Rubrik: Audio & Podcast · Unterrubrik: Mixing & Mastering · Niveau: Einsteiger Synonyme / Auch bekannt als: Equalizer-Arten, Filtertypen, EQ-Klassen


Was sind EQ-Typen?

Nicht jeder Equalizer funktioniert gleich. Hardware-Geschichte und digitale Innovation haben eine Vielzahl von EQ-Bauformen hervorgebracht, die sich in Bedienung, Klangeigenschaft und Einsatzgebiet unterscheiden. Das Verständnis der wichtigsten Typen hilft dabei, das richtige Werkzeug für jede Aufgabe zu wählen.


Erklärung

1. Parametrischer EQ

Der vollparametrische EQ ist das vielseitigste Werkzeug im professionellen Mix. Jedes Band hat drei frei einstellbare Parameter: Frequenz, Gain und Q (Bandbreite). Halb-parametrische EQs (Semi-parametric) bieten Frequenz und Gain, aber einen festen Q.

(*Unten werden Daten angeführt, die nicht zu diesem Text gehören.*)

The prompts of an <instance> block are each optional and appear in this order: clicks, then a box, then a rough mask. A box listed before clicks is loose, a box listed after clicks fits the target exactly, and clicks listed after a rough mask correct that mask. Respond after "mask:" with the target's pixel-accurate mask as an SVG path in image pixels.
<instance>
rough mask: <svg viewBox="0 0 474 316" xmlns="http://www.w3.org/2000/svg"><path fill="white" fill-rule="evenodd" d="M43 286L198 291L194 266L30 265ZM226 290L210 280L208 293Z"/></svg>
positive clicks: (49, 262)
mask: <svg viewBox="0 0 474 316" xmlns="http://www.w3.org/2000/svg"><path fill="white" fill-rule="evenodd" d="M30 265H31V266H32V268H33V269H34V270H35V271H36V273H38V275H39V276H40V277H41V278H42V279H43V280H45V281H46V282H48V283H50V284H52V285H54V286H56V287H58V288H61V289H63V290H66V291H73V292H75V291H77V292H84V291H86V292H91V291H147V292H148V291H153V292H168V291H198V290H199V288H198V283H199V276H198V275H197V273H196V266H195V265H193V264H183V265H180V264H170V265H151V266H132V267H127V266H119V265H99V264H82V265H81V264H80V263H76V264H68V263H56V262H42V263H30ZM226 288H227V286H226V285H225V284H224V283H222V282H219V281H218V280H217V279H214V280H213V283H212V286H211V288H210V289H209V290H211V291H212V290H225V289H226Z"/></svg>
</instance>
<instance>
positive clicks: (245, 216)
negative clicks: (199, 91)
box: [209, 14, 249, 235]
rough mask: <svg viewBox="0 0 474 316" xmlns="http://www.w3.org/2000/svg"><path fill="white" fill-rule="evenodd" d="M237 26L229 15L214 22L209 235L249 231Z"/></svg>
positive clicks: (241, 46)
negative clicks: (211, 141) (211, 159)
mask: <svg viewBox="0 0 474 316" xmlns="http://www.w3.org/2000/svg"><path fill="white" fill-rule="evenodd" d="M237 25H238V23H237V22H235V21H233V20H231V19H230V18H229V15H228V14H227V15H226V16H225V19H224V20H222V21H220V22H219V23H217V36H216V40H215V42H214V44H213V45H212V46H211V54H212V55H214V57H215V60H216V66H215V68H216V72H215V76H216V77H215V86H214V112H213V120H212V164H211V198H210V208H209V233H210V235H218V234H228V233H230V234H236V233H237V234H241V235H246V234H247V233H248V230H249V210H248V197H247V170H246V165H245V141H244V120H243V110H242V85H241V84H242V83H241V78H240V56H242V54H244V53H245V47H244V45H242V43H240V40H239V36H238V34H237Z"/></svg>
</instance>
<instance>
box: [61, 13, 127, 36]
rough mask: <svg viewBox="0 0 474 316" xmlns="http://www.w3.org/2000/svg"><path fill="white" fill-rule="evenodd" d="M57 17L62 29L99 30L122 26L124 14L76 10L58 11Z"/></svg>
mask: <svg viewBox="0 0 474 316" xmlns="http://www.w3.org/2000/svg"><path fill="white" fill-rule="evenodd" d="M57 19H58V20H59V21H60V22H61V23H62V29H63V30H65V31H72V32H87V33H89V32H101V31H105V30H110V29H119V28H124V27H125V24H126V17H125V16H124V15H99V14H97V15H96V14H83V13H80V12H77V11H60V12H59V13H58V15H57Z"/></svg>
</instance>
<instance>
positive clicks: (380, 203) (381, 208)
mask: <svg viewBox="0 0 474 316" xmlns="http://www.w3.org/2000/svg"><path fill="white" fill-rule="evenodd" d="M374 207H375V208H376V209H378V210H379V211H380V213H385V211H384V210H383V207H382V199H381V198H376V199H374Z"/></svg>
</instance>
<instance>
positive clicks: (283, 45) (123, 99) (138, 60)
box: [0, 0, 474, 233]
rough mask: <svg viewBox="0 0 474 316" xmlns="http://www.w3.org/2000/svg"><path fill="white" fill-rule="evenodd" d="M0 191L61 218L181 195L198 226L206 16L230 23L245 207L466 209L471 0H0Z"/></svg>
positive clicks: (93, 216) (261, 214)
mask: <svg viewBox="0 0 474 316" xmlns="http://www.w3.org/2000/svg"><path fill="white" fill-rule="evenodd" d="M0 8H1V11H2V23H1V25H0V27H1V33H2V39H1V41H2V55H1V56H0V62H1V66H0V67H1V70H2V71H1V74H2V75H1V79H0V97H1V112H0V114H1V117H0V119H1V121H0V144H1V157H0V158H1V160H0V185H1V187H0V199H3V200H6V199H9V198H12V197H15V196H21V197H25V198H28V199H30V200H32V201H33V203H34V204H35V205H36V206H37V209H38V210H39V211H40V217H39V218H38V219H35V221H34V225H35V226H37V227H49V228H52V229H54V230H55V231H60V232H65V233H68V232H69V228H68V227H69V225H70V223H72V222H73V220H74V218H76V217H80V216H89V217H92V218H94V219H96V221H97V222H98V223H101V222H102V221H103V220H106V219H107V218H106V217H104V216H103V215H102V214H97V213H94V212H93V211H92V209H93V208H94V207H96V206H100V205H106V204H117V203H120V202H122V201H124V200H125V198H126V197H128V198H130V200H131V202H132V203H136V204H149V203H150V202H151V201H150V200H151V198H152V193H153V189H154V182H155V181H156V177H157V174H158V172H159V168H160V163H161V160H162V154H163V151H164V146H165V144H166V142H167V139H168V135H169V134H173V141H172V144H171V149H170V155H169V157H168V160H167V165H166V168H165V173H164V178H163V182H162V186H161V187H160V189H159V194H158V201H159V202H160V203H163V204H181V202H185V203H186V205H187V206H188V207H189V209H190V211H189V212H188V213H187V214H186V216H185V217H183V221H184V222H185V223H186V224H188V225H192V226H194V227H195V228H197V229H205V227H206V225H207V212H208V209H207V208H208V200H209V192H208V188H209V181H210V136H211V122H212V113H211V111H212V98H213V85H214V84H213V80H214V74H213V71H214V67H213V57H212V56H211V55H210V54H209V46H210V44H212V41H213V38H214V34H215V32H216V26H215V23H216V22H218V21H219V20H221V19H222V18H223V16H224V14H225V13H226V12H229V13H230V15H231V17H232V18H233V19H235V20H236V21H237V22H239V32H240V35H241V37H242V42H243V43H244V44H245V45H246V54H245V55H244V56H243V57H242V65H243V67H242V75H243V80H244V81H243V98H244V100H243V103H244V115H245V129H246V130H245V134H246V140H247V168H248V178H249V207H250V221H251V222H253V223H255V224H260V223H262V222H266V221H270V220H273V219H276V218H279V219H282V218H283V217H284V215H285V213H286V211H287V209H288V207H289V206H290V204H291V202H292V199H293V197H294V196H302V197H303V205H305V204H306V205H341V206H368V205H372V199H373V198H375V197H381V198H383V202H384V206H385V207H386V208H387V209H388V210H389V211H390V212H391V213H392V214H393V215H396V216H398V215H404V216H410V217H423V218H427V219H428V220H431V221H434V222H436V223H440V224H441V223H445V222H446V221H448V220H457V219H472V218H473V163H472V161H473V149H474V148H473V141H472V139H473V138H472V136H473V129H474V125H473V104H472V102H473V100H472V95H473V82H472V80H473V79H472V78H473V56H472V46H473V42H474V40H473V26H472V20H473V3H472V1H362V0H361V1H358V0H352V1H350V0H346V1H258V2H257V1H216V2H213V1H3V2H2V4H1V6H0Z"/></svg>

Typische Vertreter: FabFilter Pro-Q 3, Waves SSL E-Channel, Avid EQ III

2. Grafischer EQ (Graphic EQ)

Ein Grafik-EQ hat eine feste Anzahl von Bändern bei festen Frequenzen (oft Terz- oder Oktav-Abstände), die nur in Gain verändert werden können. Das Interface zeigt die Hüllkurve direkt als grafische Darstellung. Einfach zu bedienen, aber weniger flexibel.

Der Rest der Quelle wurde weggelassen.